I'm writing a thesis in data warehouseing and am currently trying to compare anchor modelling to the data vault. Because of this I would like to make the anchor model source driven and not do any cleansing. That should come in a layer down the road.
While modeling the anchor I'm trying to model name-value pairs which I will be receiving from a source system. In the vault this is one table containing a name and a value column. In anchor modelling I can't quite work out how to receive multiple pairs and still keep their pairing.
The input of one loading cycle and one entity looks like this:
FK_ENTITY NAME VALUE
---------- ---------------- ------------------------------
Yes, you can implement “name-value pairs” in the way you suggest but I would not recommend it. I think it hurts quite a lot
I would instead recommend you to create one anchor and an attribute for each value you want to store.
One question that comes to my mind is what happens if “category 2, Some Text” comes with a new value let’s say “category 2, some other text” how should you handle that? Should you historize the tie and create a new anchor or should you keep the tie as it is and historize the attribute? It´s not clear to me…
If it is an attribute on an anchor, it would only be a new version with a new timestamp.
you are right. I failed to see that a combination of name and value could receive its own key, represented by the anchor. I will definitely use your approach!
This means I would use the already existing anchor "EN_Entity", and tie it to an anchor "IN_Information" that contains the attributes name and value. The tie shall be called "EN_has_IN_multiple", complemented by a knot isActive of boolean type when historized.
The information currently is not meant to change, it would be initially supplied and that's it. However I suppose I would just save the value in a new IN_Information-anchor using both name and value as the ID. The old IN_ID would then be deactivated in the historized "EN_has_IN_multiple"-tie using a then necessary isActive-Knot (Just of the top of my head).
I have trouble envisioning the "attribute-historisation"-solution you proposed. I love the sound of it, and think it could be done like this: The combination of IN_name and IN_value would not form the IN_ID. Instead the EN_ID and the IN_name would be the IN_ID, and then the IN_value can change meaningfully. However, is IN_Information an anchor if used like this? It seems to behave like a tie with an attribute.
Anchor Modeling was designed for modeling specifics with strong typing, so forcing an NVP approach, generics without typing, onto the technique feels like the wrong way of going about solving a problem. Even if it is doable, I wouldn't recommend it.
Either use a different technique, designed for NVP and possibly not even relational, for the staging area and then later move it into an anchor model. Or, dynamically build a specific and typed (or less desirable, untyped) model. The first time "Category 6" appears for "Entity type C", create an attribute for "Category 6" on the "Entity type C" anchor, and if that anchor doesn't already exist, create it. That way, you can also track statements like "'Entity type A' is related to 'Entity type C' under the 'Category 8' condition (and only between may and august)".

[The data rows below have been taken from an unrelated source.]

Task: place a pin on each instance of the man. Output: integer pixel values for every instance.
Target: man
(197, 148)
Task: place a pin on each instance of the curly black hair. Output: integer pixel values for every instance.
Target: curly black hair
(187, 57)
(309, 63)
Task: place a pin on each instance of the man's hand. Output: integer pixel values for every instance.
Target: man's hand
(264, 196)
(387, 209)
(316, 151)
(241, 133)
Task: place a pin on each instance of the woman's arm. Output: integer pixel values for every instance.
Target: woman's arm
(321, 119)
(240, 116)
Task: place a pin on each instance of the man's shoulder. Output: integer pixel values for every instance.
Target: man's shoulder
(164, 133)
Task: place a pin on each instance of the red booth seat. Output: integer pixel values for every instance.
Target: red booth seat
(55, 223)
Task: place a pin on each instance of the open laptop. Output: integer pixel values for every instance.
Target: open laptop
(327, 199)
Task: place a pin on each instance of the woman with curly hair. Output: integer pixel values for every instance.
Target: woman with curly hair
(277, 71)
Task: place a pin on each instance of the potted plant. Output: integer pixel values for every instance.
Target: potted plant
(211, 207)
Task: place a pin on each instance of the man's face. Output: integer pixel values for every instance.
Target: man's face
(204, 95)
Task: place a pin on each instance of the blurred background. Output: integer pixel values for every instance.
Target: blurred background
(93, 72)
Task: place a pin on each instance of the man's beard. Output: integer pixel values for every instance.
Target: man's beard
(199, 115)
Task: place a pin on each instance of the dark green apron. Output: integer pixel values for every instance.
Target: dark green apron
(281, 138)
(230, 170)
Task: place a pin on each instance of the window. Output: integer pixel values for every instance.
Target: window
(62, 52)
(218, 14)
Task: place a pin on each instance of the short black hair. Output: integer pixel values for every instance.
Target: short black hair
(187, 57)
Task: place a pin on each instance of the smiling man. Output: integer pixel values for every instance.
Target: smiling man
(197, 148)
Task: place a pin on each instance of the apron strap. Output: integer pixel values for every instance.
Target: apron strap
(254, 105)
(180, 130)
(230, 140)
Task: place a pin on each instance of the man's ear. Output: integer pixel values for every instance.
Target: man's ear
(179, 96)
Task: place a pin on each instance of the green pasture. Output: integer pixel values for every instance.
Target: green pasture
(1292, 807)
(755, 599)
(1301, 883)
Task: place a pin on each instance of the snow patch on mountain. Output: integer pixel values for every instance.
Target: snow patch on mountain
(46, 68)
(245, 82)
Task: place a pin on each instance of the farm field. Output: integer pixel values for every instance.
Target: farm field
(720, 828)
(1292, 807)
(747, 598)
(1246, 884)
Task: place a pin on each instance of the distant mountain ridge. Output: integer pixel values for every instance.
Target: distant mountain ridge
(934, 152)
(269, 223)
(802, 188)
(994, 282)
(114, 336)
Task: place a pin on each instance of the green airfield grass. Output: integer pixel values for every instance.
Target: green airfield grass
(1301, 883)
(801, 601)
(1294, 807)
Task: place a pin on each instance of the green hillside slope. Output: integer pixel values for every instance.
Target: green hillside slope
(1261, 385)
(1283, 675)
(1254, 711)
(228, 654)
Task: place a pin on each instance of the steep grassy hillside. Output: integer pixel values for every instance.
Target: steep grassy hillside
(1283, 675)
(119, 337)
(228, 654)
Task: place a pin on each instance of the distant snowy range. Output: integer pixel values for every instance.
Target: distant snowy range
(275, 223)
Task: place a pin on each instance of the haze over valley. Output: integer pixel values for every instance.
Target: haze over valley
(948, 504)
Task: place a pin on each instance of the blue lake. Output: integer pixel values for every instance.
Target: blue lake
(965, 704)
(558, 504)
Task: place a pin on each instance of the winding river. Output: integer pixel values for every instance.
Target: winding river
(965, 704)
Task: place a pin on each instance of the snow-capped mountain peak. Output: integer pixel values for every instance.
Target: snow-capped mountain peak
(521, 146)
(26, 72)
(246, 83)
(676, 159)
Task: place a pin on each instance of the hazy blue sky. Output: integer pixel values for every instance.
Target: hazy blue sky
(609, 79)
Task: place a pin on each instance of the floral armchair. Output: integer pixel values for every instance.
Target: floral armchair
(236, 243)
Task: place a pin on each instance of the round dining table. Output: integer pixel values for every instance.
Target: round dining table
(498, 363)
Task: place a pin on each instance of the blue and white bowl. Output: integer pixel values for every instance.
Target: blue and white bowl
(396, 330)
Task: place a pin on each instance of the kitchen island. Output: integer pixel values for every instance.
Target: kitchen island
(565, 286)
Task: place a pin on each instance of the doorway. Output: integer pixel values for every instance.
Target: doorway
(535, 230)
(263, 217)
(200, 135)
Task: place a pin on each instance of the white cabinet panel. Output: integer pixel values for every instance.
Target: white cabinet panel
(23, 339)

What is the exact reasoning behind the decision to use NVP?
Since you were talking about Data Vault, I am expecting you intend to store the NVP (EAV) data in a more structured model in a later step?
However, what many people who resort to NVP (EAV) modeling fail to recognize is that what they think is a problem solver now only has become someone else's headache. If you look at the process of turning data into usable information as value chain, whatever refinements you neglect to do before your data model will instead have to be taken care of by that which comes after your model. And, well, then things can go wrong... :)